Cost-effectiveness of prophylactic anticoagulation prolonged after hospital discharge following general surgery
F. P. Sarasin and H. Bounameaux
Department of Internal Medicine, Hopital Cantonal Universitaire, Geneva, Switzerland.
OBJECTIVE: To evaluate the net clinical benefit and the economic burden of
prophylactic anticoagulation prolonged after hospital discharge following
general surgery. DESIGN: A cost-effective analysis representing the risks
of developing symptomatic venous thromboembolism beyond the hospital stay,
the risks of major bleeding, and the efficacy of treatment. Data were drawn
from the literature. SUBJECTS: A hypothetical cohort of 10,000 patients
discharged from the hospital after general surgery (gastrointestinal,
gynecologic, urologic, or vascular surgery). INTERVENTIONS: We compared 2
strategies: (1) prolonged self-administered prophylactic low-dose
low-molecular-weight heparin during 4 weeks after discharge from the
hospital and (2) anticoagulant therapy with heparin started immediately
after the first clinically overt venous thromboembolism. MAIN OUTCOME
MEASURES: The number of venous thromboembolisms prevented, the number of
major bleeding events induced, and the average direct costs. RESULTS:
Prophylactic low-molecular-weight heparin was an effective therapy.

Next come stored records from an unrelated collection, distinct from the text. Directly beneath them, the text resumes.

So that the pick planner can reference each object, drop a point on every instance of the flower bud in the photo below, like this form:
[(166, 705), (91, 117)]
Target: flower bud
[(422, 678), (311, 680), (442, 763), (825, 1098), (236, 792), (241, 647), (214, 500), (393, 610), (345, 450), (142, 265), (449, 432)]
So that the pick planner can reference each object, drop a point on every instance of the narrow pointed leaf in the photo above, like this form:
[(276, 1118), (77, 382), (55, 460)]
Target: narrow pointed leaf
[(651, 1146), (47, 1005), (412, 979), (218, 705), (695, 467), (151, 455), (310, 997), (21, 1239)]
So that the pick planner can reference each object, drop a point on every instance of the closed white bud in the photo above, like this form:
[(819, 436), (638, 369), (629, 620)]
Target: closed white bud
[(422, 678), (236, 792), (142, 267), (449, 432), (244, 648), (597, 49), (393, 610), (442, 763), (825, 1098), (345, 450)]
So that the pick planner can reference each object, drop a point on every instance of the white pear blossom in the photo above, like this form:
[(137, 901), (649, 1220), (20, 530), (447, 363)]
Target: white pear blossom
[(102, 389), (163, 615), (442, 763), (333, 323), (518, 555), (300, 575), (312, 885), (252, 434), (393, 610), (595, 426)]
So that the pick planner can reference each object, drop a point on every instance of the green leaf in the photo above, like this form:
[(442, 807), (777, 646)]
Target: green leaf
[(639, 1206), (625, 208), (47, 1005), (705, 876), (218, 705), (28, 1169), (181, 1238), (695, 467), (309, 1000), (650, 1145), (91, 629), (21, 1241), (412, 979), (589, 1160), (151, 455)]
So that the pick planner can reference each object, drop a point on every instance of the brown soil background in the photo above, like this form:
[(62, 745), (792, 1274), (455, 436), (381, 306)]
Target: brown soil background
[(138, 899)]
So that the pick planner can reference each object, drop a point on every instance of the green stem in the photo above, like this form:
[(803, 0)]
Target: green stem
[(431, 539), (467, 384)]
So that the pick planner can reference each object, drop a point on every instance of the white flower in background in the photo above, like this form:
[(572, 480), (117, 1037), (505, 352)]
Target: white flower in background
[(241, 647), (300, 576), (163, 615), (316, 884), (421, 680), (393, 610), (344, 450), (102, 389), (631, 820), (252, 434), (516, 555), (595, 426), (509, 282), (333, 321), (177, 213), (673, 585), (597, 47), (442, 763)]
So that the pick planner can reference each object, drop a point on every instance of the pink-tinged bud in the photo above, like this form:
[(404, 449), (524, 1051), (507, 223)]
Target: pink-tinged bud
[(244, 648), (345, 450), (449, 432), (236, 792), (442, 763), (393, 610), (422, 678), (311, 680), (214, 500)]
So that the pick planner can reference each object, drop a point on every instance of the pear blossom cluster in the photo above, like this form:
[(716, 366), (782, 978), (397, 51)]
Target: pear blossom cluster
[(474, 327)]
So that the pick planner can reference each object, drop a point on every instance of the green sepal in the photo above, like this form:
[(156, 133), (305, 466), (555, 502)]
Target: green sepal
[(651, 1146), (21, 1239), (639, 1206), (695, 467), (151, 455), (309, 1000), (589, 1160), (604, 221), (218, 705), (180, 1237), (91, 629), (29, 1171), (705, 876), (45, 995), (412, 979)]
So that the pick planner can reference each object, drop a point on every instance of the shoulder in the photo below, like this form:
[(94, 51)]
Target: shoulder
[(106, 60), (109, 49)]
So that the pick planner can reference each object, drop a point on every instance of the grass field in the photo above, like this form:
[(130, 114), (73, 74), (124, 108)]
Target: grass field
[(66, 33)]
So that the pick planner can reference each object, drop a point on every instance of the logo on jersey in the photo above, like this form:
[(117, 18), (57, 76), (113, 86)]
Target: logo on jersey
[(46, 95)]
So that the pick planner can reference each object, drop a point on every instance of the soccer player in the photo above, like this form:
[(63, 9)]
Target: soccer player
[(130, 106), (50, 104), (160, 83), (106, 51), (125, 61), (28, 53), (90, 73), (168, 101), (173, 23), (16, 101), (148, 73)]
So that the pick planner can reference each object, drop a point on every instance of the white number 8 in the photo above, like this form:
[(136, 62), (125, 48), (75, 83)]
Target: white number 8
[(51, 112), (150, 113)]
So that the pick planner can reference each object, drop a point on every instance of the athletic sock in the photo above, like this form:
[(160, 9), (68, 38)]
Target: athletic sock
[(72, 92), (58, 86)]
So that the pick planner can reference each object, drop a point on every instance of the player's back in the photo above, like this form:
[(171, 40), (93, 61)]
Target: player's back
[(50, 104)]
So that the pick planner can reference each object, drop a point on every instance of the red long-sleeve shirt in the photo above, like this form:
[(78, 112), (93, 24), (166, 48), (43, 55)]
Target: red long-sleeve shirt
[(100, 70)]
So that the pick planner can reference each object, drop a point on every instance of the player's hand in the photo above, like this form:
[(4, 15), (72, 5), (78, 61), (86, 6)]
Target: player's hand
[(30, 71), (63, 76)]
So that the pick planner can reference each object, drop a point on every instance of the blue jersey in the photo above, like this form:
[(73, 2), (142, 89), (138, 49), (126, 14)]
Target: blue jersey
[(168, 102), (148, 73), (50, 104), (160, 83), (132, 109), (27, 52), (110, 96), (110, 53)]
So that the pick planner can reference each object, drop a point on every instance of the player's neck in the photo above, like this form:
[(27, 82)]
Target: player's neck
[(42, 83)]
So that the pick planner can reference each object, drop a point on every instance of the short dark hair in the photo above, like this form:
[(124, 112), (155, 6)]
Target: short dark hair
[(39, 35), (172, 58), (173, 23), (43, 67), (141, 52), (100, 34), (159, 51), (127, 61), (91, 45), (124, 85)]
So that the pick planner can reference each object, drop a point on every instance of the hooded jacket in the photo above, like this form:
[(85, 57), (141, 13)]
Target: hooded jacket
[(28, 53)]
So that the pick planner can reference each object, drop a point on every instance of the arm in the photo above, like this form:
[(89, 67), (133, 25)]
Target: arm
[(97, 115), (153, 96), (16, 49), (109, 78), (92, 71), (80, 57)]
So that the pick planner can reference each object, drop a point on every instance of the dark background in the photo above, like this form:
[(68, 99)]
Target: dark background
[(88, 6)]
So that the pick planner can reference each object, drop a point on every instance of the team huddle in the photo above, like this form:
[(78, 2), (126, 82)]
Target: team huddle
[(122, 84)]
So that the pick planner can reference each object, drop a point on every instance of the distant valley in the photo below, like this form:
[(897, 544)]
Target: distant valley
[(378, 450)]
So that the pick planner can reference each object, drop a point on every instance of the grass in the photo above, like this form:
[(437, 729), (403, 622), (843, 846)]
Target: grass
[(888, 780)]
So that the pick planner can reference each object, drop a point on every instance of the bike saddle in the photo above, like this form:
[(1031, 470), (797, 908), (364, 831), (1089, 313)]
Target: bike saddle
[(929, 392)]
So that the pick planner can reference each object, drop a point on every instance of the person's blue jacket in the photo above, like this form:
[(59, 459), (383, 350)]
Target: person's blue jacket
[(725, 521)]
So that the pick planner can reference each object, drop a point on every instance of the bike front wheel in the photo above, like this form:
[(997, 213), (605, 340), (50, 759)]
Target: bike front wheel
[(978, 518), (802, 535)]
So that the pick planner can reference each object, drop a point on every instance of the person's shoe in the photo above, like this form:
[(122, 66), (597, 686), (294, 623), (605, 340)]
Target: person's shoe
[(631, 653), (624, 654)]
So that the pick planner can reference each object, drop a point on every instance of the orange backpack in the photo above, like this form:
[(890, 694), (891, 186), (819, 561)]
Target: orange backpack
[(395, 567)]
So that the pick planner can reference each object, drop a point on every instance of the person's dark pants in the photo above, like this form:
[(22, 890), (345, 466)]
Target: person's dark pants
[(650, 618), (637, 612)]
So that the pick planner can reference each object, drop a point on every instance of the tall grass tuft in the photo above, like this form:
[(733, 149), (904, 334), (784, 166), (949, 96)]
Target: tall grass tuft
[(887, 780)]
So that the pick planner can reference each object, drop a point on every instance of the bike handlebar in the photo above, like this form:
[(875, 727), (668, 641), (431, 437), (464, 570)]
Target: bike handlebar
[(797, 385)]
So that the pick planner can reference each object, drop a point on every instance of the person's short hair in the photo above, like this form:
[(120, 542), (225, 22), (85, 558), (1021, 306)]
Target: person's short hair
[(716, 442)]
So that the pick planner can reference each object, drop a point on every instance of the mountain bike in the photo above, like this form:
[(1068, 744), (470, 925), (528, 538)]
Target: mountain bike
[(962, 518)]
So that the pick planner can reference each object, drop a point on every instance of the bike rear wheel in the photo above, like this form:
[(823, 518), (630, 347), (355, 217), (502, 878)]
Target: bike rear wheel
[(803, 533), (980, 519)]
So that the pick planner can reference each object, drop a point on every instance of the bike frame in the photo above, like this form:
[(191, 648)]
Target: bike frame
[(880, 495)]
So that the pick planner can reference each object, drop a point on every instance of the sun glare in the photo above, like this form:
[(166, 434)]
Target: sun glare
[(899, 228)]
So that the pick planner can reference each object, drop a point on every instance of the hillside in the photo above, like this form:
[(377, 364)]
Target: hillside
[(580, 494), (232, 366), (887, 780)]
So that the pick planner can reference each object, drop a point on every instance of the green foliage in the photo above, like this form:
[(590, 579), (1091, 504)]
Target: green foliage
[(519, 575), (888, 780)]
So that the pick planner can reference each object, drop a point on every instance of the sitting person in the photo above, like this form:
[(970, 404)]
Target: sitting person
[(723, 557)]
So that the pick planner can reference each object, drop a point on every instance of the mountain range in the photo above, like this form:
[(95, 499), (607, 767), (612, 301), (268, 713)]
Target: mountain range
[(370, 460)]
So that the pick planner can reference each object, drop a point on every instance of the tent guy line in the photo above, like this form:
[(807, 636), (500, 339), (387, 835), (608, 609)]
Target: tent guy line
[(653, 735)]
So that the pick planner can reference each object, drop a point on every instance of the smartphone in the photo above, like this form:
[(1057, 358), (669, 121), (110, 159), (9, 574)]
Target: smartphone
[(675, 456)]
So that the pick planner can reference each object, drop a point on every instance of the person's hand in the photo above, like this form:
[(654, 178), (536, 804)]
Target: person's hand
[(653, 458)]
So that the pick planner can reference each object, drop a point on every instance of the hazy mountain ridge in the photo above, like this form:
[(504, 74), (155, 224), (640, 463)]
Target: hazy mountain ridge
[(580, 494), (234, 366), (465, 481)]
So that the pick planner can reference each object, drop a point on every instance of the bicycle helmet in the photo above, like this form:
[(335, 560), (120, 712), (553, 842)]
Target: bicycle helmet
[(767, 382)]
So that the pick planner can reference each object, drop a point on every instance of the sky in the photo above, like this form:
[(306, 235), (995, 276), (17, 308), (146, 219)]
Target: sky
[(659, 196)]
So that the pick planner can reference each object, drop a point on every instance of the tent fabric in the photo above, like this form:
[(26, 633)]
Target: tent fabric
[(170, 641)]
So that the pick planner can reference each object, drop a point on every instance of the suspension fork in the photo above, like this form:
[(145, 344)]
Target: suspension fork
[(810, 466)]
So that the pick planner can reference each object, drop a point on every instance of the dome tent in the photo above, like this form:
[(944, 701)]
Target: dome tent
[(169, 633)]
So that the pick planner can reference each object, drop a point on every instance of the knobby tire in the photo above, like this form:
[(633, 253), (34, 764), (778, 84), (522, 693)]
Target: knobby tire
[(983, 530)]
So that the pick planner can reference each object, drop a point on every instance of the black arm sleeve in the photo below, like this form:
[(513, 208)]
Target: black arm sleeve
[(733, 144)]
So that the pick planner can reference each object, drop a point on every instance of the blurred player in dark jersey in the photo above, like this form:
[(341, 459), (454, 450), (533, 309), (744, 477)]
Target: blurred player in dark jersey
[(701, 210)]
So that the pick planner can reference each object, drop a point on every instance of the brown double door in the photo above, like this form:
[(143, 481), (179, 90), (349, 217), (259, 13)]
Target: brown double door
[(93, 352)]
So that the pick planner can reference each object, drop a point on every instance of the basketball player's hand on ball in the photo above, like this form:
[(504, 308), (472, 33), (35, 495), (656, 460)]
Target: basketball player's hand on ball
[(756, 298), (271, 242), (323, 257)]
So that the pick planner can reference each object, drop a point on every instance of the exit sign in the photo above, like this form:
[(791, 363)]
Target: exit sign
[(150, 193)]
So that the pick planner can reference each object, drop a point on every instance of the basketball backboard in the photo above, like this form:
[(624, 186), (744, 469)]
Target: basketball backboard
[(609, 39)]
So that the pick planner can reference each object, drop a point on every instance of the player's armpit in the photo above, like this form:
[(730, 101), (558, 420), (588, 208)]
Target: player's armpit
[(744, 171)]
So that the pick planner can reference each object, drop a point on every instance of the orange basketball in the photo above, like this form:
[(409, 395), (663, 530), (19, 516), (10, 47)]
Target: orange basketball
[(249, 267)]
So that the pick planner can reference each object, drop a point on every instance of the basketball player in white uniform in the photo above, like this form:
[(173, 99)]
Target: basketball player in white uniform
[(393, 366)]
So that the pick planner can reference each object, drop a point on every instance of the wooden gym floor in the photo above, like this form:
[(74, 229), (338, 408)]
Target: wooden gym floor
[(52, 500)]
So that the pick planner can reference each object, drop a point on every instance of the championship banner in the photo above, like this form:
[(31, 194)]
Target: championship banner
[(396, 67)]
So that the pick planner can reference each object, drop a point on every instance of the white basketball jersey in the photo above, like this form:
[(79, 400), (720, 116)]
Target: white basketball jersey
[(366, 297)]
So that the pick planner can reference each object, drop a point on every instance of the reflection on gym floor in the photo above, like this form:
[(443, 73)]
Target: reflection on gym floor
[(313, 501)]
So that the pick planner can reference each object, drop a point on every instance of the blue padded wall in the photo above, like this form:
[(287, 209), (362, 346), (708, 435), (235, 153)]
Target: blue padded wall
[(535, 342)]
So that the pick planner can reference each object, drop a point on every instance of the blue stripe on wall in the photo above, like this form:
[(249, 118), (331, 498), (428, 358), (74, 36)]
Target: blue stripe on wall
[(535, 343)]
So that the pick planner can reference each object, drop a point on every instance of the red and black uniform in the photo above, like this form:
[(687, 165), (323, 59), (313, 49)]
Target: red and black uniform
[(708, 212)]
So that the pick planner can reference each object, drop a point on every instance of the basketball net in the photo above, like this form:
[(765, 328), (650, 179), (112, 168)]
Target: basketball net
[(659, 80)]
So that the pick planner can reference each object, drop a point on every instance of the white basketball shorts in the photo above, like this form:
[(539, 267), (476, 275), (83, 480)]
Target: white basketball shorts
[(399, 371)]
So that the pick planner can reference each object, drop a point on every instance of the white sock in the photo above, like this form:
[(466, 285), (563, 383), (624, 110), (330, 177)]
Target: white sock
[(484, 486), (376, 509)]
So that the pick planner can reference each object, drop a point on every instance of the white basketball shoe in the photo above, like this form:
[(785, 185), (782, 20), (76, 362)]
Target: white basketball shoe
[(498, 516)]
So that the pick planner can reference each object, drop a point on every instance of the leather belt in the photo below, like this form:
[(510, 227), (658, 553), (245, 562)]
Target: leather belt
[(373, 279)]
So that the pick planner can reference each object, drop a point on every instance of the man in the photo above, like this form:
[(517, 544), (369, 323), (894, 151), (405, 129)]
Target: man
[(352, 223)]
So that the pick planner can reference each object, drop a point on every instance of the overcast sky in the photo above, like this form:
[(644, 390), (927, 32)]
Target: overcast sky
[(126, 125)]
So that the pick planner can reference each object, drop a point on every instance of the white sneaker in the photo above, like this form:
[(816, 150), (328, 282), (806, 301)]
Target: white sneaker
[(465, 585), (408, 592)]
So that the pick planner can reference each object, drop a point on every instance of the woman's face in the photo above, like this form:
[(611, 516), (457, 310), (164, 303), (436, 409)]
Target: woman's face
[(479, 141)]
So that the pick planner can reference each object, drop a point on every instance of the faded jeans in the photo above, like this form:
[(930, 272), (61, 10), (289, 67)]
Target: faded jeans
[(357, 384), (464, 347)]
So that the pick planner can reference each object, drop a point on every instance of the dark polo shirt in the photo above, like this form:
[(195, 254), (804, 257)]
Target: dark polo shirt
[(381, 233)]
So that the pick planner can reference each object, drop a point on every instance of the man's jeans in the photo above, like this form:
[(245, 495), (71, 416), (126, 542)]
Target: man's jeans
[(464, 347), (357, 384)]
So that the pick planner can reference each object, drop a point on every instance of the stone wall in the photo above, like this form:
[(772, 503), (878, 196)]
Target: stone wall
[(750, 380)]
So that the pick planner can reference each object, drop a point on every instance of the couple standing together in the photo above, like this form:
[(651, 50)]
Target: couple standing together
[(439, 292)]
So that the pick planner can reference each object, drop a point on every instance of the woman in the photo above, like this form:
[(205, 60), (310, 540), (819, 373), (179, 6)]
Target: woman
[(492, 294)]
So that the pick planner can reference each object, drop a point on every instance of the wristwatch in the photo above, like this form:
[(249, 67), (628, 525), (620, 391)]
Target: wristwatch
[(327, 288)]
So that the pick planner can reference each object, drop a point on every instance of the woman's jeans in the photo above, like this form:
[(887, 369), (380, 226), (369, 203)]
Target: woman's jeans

Depending on the rate of venous thromboembolism (0.06% to 0.18% per week),
this strategy prevented 19 to 58 venous thromboembolisms for a cohort of
10,000 patients treated, more than the number of anticoagulation-related
complications (n = 10). Its marginal costs, however, exceeded $2.5 million
(US dollars) for 10,000 patients. As the weekly rate of venous
thromboembolism increased, prophylactic low-molecular-weight heparin became
more cost-effective, with a marginal cost-effectiveness ratio per venous
thromboembolism prevented ranging from $135,903 (rate of venous
thromboembolism, 0.06% per week) to 45,353 (rate of venous thromboembolism,
0.18% per week). CONCLUSION: Although prolonged prophylactic
anticoagulation after hospital discharge for general surgery is effective
in preventing venous thromboembolism, we believe that its marginal costs
are too high to recommend its indiscriminate use.